Paul Gigot, a Wall Street Journal editor, describes the personal vilification he has received over the years after the Journal began warning, prophetically, that Fannie Mae was engaged in fraudulent accounting, and that the taxpayers might some day have to pick up the tab. (To award themselves millions of dollars in bonuses, Fannie Mae’s managers used Enron-style fraudulent accounting). Fannie Mae’s managers, he notes, were ”unique in their thuggery” and arrogance.
When conservative Congressmen tried to rein it in, Fannie Mae responded with an avalanche of lies and political reprisals.

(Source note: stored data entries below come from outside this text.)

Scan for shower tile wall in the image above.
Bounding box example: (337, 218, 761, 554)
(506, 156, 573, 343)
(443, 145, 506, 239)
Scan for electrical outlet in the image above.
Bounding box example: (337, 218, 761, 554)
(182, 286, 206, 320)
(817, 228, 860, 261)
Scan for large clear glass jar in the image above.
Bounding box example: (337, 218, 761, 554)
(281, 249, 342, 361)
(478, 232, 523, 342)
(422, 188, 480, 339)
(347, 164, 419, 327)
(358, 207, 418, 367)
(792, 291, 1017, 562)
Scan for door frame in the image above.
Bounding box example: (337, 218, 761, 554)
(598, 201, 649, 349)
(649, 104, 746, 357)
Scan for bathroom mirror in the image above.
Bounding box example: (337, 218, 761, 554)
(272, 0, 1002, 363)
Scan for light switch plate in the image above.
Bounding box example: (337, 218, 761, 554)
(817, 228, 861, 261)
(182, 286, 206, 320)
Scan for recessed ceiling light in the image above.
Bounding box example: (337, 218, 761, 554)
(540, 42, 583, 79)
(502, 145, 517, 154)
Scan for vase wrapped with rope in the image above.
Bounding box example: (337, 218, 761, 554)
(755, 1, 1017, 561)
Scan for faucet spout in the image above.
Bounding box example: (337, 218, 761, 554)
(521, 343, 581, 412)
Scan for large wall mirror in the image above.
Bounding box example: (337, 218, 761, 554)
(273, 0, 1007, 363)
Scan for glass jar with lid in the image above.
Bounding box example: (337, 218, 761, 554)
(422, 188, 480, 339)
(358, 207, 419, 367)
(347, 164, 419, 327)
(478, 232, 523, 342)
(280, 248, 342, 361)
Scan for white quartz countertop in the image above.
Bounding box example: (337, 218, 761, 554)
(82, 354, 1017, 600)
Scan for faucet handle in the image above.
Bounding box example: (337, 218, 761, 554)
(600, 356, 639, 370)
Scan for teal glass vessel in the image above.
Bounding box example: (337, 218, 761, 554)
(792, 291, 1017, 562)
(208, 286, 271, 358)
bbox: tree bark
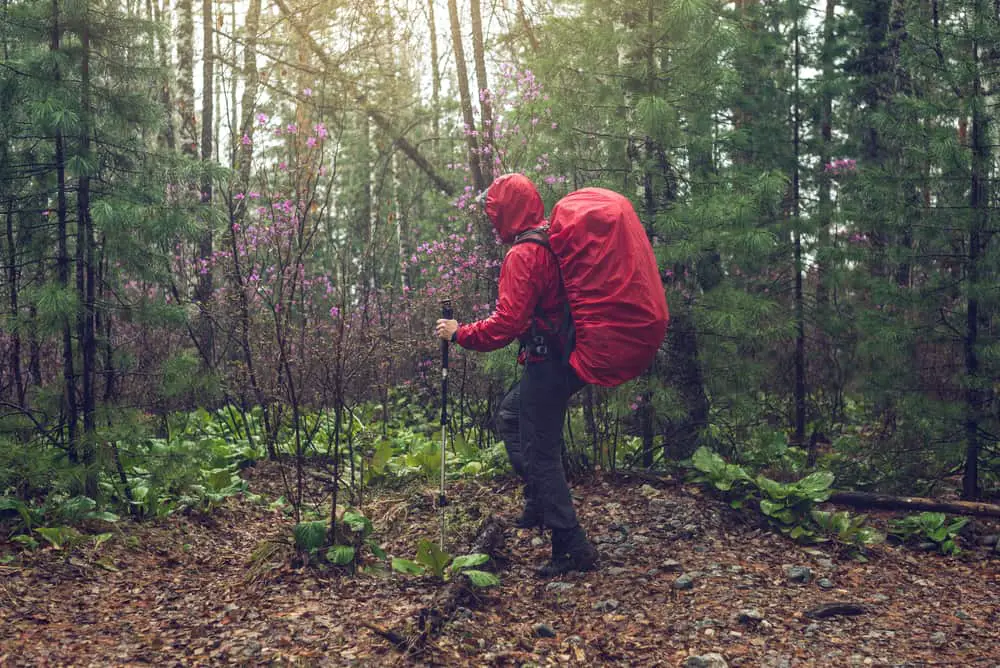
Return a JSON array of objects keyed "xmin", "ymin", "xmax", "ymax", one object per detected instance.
[
  {"xmin": 447, "ymin": 0, "xmax": 484, "ymax": 192},
  {"xmin": 52, "ymin": 0, "xmax": 78, "ymax": 460},
  {"xmin": 77, "ymin": 8, "xmax": 97, "ymax": 498},
  {"xmin": 829, "ymin": 490, "xmax": 1000, "ymax": 519},
  {"xmin": 963, "ymin": 4, "xmax": 989, "ymax": 500},
  {"xmin": 177, "ymin": 0, "xmax": 197, "ymax": 157},
  {"xmin": 792, "ymin": 0, "xmax": 806, "ymax": 445},
  {"xmin": 469, "ymin": 0, "xmax": 492, "ymax": 184},
  {"xmin": 427, "ymin": 0, "xmax": 441, "ymax": 135},
  {"xmin": 196, "ymin": 0, "xmax": 215, "ymax": 368}
]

It told Wisconsin Congressman Paul Ryan’s constituents that he wanted to raise the rates on their existing mortgages, a complete fabrication. And when Florida Congressman Cliff Stearns began investigating its fraudulent accounting, it got jurisdiction over its accounting practices transferred to another committee run by Michael G. Oxley, who worked in tandem with liberal stalwart Barney Frank to cover up the abuses at Fannie Mae and kill any reform legislation.
(Congressman Michael Oxley was the co-author of the devastatingly-costly and wasteful Sarbanes-Oxley Act, which ”created more busywork for accountants than real protection against abuses,” according to David Ignatius in the Washington Post. Oxley received generous donations from the big accounting firms, which were responsible for failing to detect Enron’s fraudulent accounting. The Sarbanes-Oxley law has made those firms fabulously wealthy, increasing the volume of work they receive by making auditing of public companies needlessly complicated. The big accounting firms now must be paid to evaluate and supervise companies’ “internal controls,” such as which employee has access to which computer password. The Sarbanes-Oxley Act has cost the stock market over a trillion dollars in value, and imposed ongoing compliance costs exceeding $35 billion per year, while diverting attention away from corporate incompetence at mortgage lender Countrywide Financial, a close Fannie Mae ally. It also created an unaccountable agency, the Public Company Accounting Oversight Board, to create mountains of red tape to enrich big accounting firms at the expense of productive businesses. Like Fannie Mae, it is nominally “private” to evade accountability and open-government laws (even though in reality, it is a governmental agency, and unlike Fannie, qualifies as such under the Supreme Court’s Lebron decision).
Fannie Mae was run by liberal power brokers like Franklin D. Raines who even now are unrepentant about their thuggery and accounting fraud. Franklin Raines recently took to the pages of the Washington Post to attack as “ideologues” the banking experts in the Bush Administration who had long and prophetically warned about the dangers of Fannie Mae’s risky practices. I published a letter to the editor in response criticizing Raines for his utter gall in lecturing whistleblowers about how Fannie should be managed. But amazingly enough, he continues to be treated like a financial hotshot. Law Professor James Lindgren has a post about Fannie Mae aptly entitled “Fannie Mae’s Thugs.”
Plenty of this to go around and stick to everyone, so be sure to enjoy the slime stuck to your candidate as well. I love the sexist messages in your comments, sounds like you don’t think a woman can get ahead without using her sexuality, thats gonna hurt you on election day, so keep it up.